My brother and I first ‘got into’ them in about 2005 when a Canadian relation (a fanatical Blasters’ fan) practically ordered us to go to Jongleurs in Camden to see The Blasters on their then European trip, simply and solely because Dave Alvin had re-joined the band for that tour only. Our relation was himself distraught at the fact he would not to join us – work commitments in Toronto would prevent him flying over.
That gig – of which I personally had minimal expectations – turned into a ‘once in a lifetime’, relentless, classic, dynamic, energising experience in an horrendous sweat-box of a room that I shall ever forget.
Nobody would pretend that the Alvins, or The Blasters, are word-beaters to rank alongside the A-listers of the rock music industry, but with their anthems such as Marie Marie, So Long Baby, Goodbye, Dark Night and Border Radio and their chosen (endlessly touring) lives, steeped in American roots music since the late 1950s [I should estimate there was over 200 years of musical experience on stage last night], they can play anything anyhow they like.
They’re living descendants in direct line from the American blues singers of the 1920s onwards, dipped in the country, folk, rock and roll and punk genres.

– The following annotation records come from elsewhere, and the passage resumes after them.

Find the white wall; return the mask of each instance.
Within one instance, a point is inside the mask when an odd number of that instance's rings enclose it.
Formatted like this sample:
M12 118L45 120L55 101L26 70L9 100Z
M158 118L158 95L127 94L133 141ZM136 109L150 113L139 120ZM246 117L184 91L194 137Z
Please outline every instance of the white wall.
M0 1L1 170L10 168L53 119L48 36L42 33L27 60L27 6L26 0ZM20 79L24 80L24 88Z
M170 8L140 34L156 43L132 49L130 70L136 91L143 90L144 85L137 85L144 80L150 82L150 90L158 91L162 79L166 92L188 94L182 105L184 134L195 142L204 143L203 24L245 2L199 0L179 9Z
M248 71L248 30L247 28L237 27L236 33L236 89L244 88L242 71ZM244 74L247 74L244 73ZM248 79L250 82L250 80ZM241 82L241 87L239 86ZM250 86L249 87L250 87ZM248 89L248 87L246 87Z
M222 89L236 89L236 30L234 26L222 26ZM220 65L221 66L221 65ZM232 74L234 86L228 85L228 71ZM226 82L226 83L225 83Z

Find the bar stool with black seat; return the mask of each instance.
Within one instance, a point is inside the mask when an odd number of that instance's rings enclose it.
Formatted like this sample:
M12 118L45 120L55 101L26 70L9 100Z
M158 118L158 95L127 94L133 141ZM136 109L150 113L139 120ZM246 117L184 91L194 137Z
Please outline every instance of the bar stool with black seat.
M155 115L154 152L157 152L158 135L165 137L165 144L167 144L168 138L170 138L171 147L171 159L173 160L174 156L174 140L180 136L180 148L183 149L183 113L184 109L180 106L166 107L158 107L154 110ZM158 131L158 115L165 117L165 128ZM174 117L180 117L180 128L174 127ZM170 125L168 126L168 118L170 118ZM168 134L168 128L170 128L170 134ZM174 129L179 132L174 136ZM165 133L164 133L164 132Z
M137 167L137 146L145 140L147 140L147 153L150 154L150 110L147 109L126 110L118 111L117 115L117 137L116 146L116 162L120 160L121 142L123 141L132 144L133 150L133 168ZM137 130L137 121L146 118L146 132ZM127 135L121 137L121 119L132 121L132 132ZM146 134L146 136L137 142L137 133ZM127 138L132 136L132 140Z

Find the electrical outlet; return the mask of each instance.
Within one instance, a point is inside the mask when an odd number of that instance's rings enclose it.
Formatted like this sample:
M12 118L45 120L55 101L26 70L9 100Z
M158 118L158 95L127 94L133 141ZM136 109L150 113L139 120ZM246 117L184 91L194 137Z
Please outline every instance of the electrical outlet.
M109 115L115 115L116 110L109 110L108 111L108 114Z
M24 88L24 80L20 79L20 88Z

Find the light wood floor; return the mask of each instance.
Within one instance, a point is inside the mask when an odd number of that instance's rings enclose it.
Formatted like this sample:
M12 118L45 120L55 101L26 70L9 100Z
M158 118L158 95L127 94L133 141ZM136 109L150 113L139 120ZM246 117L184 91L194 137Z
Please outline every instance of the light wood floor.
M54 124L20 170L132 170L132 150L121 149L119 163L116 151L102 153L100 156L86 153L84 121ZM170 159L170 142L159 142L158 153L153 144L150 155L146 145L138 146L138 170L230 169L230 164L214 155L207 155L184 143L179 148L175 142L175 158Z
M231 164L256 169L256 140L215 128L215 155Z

I took only 75 minutes to get home last night and, winding down, switched to the last ten minutes of Later … with Jools Holland on BBC2.
As Holland closed the show he listed the artistes that had been featured last night and – guess what – amongst them had been Dave and Phil Alvin and their band!
(I later learned from the internet that they’d recorded their set for the programme on Tuesday).